HOLY SMOKES GUYS!!! You buy this powder stuff from a Chinese Market!?! If you are at a Chinese market you can buy everything to make the real deal and not be eating stuff that only belongs in a CHEMISTRY SET!!!

Char Siu...  Chinese Roast Pork

1/2 C Soy Sauce , low sodium(Kikkoman Green cap)

1/4 C Brown Sugar

1/2 C Shaoxing Wine* or Mirin

1/2 C Hoisin sauce, Koon Chun* is best.

1/2 tsp 5 Spice Powder or more to taste

1 Tbs Grated fresh Ginger

1 tsp Minced fresh Garlic

1 Tbs Red Food Coloring

1 tsp Sesame Oil (optional)

Makes about 2 Cups

Items with an " * " are available at a Chinese Market. The rest and an el cheapo Hoisin is available at your local Mega Mart.

Marinate the pork for atleast 24 Hours and 48 is better for thick cuts like Loin.

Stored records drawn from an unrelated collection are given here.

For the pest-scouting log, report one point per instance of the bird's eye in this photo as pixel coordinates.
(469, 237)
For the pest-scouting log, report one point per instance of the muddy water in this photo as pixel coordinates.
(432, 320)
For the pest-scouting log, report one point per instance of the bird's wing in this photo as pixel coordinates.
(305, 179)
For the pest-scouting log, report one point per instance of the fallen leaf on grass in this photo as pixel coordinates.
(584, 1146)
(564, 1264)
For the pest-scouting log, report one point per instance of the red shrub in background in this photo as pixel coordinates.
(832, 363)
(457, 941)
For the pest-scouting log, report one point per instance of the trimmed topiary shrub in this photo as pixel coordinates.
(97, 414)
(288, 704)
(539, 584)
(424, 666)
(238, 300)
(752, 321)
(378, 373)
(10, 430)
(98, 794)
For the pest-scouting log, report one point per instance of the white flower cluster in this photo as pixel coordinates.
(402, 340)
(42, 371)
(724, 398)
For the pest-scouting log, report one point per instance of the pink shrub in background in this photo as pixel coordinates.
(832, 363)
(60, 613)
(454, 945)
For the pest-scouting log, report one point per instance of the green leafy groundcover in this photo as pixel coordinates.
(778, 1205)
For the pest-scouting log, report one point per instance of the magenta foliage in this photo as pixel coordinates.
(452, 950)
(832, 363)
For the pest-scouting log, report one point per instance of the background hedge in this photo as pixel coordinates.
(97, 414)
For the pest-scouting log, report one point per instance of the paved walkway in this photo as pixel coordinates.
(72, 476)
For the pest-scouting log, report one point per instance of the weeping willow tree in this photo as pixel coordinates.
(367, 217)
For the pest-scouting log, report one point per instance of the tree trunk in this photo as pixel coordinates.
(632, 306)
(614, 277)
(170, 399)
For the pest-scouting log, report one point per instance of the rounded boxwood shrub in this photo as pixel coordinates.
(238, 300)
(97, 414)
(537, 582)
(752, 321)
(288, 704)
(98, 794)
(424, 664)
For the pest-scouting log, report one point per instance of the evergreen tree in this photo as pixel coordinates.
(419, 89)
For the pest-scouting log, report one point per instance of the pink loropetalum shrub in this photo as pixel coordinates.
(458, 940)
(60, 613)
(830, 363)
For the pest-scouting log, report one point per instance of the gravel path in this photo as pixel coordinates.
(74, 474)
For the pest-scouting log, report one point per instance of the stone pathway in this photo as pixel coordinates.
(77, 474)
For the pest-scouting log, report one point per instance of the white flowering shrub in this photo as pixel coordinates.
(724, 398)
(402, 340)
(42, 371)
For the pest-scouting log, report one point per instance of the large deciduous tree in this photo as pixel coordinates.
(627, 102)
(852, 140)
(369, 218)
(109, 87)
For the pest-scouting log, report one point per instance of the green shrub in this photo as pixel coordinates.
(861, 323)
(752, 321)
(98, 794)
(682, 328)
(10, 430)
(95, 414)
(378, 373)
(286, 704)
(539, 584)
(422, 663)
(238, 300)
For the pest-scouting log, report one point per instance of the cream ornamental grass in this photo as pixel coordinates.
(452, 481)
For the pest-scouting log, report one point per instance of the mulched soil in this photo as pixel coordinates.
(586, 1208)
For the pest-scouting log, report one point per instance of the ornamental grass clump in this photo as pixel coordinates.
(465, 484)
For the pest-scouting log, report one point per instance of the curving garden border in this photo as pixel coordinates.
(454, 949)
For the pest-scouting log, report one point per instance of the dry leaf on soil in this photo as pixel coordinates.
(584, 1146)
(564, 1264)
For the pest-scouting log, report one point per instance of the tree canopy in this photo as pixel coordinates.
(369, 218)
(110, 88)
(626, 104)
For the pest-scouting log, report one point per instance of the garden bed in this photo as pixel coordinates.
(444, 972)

The Chinese Roast Hot and Fast...400*F for 3 inch thick slices or Pork Butt. Approximately 2 Hours or to 160*F and rest and 150*F for Loin (Too lean to go higher)

For Low and Slow...Smoke at 225*F to 250*F to an internal temp of 150*F for Butt and 140*F for Loin and finish the last 10*F on a hot Grill then rest.

In American Chinese Restaurants this is made in gas ovens but in China they cook over WOOD so mild smoke would be authentic here.

You can BOIL the Marinade with the De-Fatted meat dripping for a great sauce, thicken with a little cornstarch and water.

This recipe is great on RIBS Too!

I hope you enjoy this...JJ


----------



## daveomak (Jun 14, 2011)

JJ.........Thanks much. I appreciate the recipe.

I tried the packaged stuff 'cause I was looking for that "old memories" pork flavor from the restaurants of yore.

Your recipe is already filed for future use.

I think others will be filing this recipe also.

Dave


----------



## alelover (Jun 14, 2011)

NWDave said:


> On edit:  I don't need to be concerned with the cure process as we're smoking these up to proper temp.  Right?


It depends how long you let it dry at 110. If it's cured no matter. If not you need to get thru the danger zone in less than 4 hours.


----------



## nwdave (Jun 14, 2011)

alelover said:


> It depends how long you let it dry at 110. If it's cured no matter. If not you need to get thru the danger zone in less than 4 hours.


Since I'm starting out with uncured, I'll take it to 160/less than 4 just as a matter of principle.  I'll be doing this recipe this weekend.  We'll report then.


----------